GitHub: why it is right for open source and wrong for you

Octocat

For most of the software development projects in the world, GitHub is the wrong choice for their hosting needs. This is because for most of the world, they are not developing open source software, and thus the pricing model for GitHub works against them, as it is designed to charge the daylights out of those who do not develop open source software.

To help me explain this, let’s look at two examples.

An open source example

Git prcing

We will use Git itself as our example for open source. Here is a project that is open source and uses three public repositories. Looking at the Git repository, there have been 702 contributors to it.

When you examine the GitHub pricing model, this could be run on any plan, including the free one, since we are only constrained to have no private repositories on GitHub (you can have unlimited public repositories) and unlimited contributors—which makes it perfect for open source.

When you apply the recommendation I mentioned in yesterday’s post about lightweight repositories to this model (with free, unlimited public repositories), it makes even more sense for open source projects.

A corporate example

The other side of the coin is a company doing consulting or in-house development work that needs storage, and (for whatever reason), that work cannot be open sourced. Thus, you will need private repositories—and a lot of them if you follow lightweight repository principles. Even if you don’t intend to follow those principles, splitting up your repository in an organizational way might still create a lot of repositories.

For example: I worked at a small company (< 30 developers) that deployed and developed on top of Microsoft CRM & SharePoint. There, we split things by customer (so each customer got a repository), and after three years, we had nearly 200 repositories. For them to use GitHub simply by moving over would mean negotiating a custom price with GitHub, as GitHub doesn’t offer standard pricing at that level. If they had restructured to properly follow the lightweight repository principle, they could have easily tripled the repository count!

So if not GitHub, then who?

In a company, you need to view the issue from a different angle—you need many repositories. However, you also have another key difference from open source: you have limits on something open source doesn’t—and doesn’t want to limit—contributors. In a company, you’ll only have staff or project contributors, so limiting the number of people involved is useful. It also makes costing hosting easier, as it boils down to per-head pricing.

So who offers Git hosting with unlimited private repositories and charges per head? There are two main players in this space, and I’ve used both—both are great solutions. BTW, I also use GitHub and think it’s great—just more suited for open source collaboration.

BitBucket

Bitbucket logo

BitBucket, which started as Mercurial hosting to GitHub’s Git hosting, now offers Git as well. Their model is straightforward: unlimited private repositories at $1 per user per month. Simple.

TF Service

VS heart TFS

Who expected Microsoft to excel at Git hosting? They’ve done it well with their TF Service offering, which provides unlimited private Git repositories.

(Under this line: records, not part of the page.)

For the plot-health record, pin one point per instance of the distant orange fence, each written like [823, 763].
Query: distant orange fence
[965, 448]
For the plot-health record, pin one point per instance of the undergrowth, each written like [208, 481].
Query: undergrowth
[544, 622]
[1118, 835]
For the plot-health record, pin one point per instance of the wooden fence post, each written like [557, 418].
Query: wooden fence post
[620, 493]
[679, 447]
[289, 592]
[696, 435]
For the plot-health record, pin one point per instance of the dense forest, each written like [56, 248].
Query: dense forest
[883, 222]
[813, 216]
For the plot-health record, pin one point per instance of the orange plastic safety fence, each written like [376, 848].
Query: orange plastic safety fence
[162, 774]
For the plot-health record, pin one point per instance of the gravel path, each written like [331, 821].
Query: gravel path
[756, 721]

TF Service is currently free, but that won’t last—my gut tells me Microsoft can’t compete with BitBucket’s $1 per user cost.

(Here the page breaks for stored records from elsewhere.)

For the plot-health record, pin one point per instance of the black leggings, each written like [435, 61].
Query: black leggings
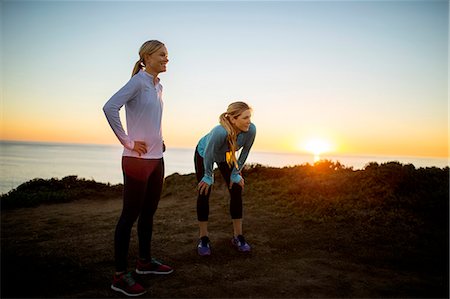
[143, 181]
[203, 200]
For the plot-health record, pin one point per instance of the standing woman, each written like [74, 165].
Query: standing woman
[142, 163]
[234, 132]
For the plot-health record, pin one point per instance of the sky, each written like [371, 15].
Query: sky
[359, 77]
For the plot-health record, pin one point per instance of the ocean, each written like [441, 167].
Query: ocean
[23, 161]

The reason it can’t compete is that TF Service offers more than code hosting—build servers, work item tracking, and more! Plus, if you have Visual Studio Premium or Ultimate, you likely have an MSDN subscription, which may cover TF Service costs, making it free.

Summary

This post isn’t about criticizing GitHub—it’s an amazing service that has revolutionized how the world interacts with code. What it aims to show is that, despite its popularity, GitHub may not be the best solution for everyone.

The real number one issue to avoid GitHub

While this discussion focuses on pricing (often overlooked when choosing a platform), the top blocker for GitHub—and for TF Service & BitBucket—is my customers. Many won’t allow hosting outside the company or in a foreign country, so we must run our own infrastructure to accommodate them.